Use the Amazon ECS on AWS Fargate for AWS Batch documentation to run the Agent as a container in the same AWS Batch job definition as your application. Note: Datadog Agent version 6.1.1 or higher is needed to take full advantage of the Fargate integration.

EKS

You don’t need any specific configuration for Amazon Elastic Kubernetes Service (EKS), as mentioned in the Kubernetes Distributions documentation. Use the dedicated Kubernetes documentation to deploy the Agent in your EKS cluster.

EKS with Fargate

Because Fargate pods are managed by AWS, they exclude host-based system checks like CPU and memory. To collect data from your AWS Fargate pods, use the Amazon EKS on AWS Fargate documentation to run the Agent as a sidecar of your application pod with custom role-based access control (RBAC). Note: This requires Datadog Agent version 7.17 or higher.

EKS Anywhere

Use the EKS Anywhere documentation for on-premises Kubernetes clusters.

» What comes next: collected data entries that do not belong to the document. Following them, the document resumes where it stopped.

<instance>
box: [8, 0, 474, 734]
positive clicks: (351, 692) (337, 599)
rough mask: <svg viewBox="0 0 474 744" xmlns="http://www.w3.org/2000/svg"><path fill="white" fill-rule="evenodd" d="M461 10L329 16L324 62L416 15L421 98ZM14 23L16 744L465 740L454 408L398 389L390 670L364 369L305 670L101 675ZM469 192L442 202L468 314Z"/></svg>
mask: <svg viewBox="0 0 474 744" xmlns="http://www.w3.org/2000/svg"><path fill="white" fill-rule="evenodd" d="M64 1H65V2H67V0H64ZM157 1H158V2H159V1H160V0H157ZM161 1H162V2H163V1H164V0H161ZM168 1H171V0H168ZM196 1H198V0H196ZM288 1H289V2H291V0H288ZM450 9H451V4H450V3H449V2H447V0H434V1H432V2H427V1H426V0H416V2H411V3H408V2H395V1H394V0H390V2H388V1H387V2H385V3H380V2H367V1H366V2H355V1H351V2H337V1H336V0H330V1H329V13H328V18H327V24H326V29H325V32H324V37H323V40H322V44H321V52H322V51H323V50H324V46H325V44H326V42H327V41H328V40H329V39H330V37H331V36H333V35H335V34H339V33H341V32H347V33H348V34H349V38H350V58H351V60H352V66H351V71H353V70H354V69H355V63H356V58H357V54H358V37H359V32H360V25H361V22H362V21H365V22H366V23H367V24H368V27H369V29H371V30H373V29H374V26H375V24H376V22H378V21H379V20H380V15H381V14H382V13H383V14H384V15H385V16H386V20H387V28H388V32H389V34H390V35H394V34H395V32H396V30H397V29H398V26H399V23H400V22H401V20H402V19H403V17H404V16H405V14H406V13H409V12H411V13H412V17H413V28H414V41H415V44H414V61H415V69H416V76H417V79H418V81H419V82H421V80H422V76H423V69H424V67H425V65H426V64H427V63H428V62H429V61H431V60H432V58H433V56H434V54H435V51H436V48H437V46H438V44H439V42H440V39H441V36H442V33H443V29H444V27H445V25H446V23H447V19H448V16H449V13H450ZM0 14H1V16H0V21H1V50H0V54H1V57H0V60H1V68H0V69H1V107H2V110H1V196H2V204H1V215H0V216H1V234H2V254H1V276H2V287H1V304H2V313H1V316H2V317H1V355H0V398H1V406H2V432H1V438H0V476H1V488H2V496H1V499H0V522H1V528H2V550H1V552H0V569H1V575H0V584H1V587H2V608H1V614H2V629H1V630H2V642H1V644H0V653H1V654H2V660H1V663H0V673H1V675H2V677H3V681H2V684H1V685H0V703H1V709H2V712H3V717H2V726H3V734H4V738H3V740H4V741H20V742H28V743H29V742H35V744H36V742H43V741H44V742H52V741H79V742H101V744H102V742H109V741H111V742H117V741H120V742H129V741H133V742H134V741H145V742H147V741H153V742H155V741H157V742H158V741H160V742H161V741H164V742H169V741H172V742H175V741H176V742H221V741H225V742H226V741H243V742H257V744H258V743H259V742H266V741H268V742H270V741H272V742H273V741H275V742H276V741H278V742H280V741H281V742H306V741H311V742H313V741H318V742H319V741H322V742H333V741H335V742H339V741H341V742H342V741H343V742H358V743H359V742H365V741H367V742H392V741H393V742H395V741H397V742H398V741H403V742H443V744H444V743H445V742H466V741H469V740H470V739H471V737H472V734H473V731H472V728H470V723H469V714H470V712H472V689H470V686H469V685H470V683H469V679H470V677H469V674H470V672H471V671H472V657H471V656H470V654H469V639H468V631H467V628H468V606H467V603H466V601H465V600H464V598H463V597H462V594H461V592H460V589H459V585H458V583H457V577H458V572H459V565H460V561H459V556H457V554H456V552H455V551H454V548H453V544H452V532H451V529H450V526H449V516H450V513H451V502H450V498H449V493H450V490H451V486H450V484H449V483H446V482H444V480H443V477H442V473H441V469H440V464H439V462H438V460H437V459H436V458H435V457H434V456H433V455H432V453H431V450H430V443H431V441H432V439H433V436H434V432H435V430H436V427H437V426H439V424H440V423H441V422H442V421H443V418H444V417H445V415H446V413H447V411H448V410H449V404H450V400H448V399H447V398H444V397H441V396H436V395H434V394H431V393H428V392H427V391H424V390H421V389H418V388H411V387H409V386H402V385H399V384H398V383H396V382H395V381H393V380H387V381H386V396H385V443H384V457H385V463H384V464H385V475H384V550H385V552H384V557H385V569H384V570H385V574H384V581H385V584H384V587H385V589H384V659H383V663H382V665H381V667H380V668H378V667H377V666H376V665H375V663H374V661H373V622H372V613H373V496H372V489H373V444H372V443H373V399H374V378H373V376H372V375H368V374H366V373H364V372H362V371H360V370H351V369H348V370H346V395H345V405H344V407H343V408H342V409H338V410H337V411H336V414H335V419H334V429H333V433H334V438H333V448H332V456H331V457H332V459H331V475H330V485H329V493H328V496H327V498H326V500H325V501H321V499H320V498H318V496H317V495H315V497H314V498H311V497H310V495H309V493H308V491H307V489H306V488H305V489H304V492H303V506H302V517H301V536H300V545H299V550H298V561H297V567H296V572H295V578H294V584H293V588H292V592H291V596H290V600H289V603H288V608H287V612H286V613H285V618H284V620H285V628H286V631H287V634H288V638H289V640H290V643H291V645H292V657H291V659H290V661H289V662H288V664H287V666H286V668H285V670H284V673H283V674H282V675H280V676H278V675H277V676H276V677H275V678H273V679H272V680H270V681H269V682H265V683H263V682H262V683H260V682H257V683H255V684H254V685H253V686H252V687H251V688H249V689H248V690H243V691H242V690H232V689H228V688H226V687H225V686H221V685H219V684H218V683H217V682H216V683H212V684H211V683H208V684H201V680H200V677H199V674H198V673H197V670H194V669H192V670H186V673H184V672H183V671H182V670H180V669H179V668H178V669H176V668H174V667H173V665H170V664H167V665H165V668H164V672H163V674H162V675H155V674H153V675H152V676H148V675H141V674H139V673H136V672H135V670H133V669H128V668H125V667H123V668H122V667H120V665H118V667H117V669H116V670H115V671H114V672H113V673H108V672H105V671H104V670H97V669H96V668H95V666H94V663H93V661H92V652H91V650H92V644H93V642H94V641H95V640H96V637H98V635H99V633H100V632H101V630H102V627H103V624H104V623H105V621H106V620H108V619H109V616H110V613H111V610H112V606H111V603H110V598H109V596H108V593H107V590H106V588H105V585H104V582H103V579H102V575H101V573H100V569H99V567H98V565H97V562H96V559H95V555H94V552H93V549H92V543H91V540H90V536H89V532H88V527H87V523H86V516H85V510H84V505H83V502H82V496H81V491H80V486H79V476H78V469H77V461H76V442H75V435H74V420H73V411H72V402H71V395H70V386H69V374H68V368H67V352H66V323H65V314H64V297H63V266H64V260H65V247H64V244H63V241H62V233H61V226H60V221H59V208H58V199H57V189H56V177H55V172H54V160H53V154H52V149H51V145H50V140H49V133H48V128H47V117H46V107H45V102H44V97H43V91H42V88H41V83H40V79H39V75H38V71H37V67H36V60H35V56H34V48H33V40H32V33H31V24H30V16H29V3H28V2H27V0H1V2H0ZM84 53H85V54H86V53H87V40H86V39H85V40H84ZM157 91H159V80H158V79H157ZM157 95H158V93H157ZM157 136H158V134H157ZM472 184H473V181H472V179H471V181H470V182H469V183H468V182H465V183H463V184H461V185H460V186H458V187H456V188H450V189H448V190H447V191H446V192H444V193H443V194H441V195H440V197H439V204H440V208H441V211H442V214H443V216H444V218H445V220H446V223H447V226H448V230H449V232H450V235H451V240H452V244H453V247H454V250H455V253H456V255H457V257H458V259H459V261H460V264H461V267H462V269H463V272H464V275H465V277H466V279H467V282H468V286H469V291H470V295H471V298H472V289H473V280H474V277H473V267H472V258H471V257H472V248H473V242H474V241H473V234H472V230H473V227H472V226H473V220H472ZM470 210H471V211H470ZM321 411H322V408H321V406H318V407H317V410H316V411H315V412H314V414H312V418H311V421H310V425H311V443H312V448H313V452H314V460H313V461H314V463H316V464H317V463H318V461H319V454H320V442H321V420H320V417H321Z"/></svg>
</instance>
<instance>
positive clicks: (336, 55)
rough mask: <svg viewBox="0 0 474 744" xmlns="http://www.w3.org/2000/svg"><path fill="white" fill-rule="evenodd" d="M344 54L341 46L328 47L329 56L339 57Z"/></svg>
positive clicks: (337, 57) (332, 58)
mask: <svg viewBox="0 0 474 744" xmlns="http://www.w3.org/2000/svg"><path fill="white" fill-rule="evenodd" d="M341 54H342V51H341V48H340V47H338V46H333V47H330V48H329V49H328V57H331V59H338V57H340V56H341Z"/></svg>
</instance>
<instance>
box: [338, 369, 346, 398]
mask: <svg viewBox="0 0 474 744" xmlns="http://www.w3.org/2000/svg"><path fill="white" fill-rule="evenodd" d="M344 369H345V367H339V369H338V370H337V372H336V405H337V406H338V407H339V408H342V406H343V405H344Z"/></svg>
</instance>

Create additional Datadog resources

In addition to using the Datadog UI or API, you can create many Datadog resources with the CloudFormation Registry. For visibility and troubleshooting, use dashboards to display key data, apply Functions, and find Metric Correlations.

To get notified of any unwanted or unexpected behavior in your account, create monitors. Monitors consistently evaluate the data reported to your account, and send Notifications to ensure that the right information gets to the right team members. Review the List of Notification Integrations for all the ways to notify your team.

Serverless

To monitor AWS Lambda functions with Datadog, see Serverless for instructions on instrumenting your application, installing Serverless Libraries and Integrations, implementing distributed tracing with serverless applications, or troubleshooting serverless issues.

APM

To collect distributed traces from your applications and AWS services, use the AWS X-Ray integration or the Datadog Agent with APM. See the APM documentation for details on analyzing application performance data.

You can also use Watchdog, an algorithmic feature for APM performance and infrastructure metrics, to automatically detect and be notified about potential application issues.

Security

Cloud SIEM

See Getting Started with Cloud SIEM to evaluate your logs against the out-of-the-box Log Detection Rules. These rules are customizable, and when threats are detected, they generate security signals accessible in the Security Signals Explorer. Use Notification Rules to configure notification preferences across multiple rules.

Cloud Security Misconfigurations

Use the Setting Up Cloud Security Misconfigurations guide to detect and assess misconfigurations in your cloud environment. Resource configuration data is evaluated against the out-of-the-box Cloud and Infrastructure compliance rules to flag attacker techniques and potential misconfigurations.

Troubleshooting

If you encounter the error Datadog is not authorized to perform sts:AssumeRole, see its dedicated troubleshooting page. For any other issues, see the AWS integration troubleshooting guide.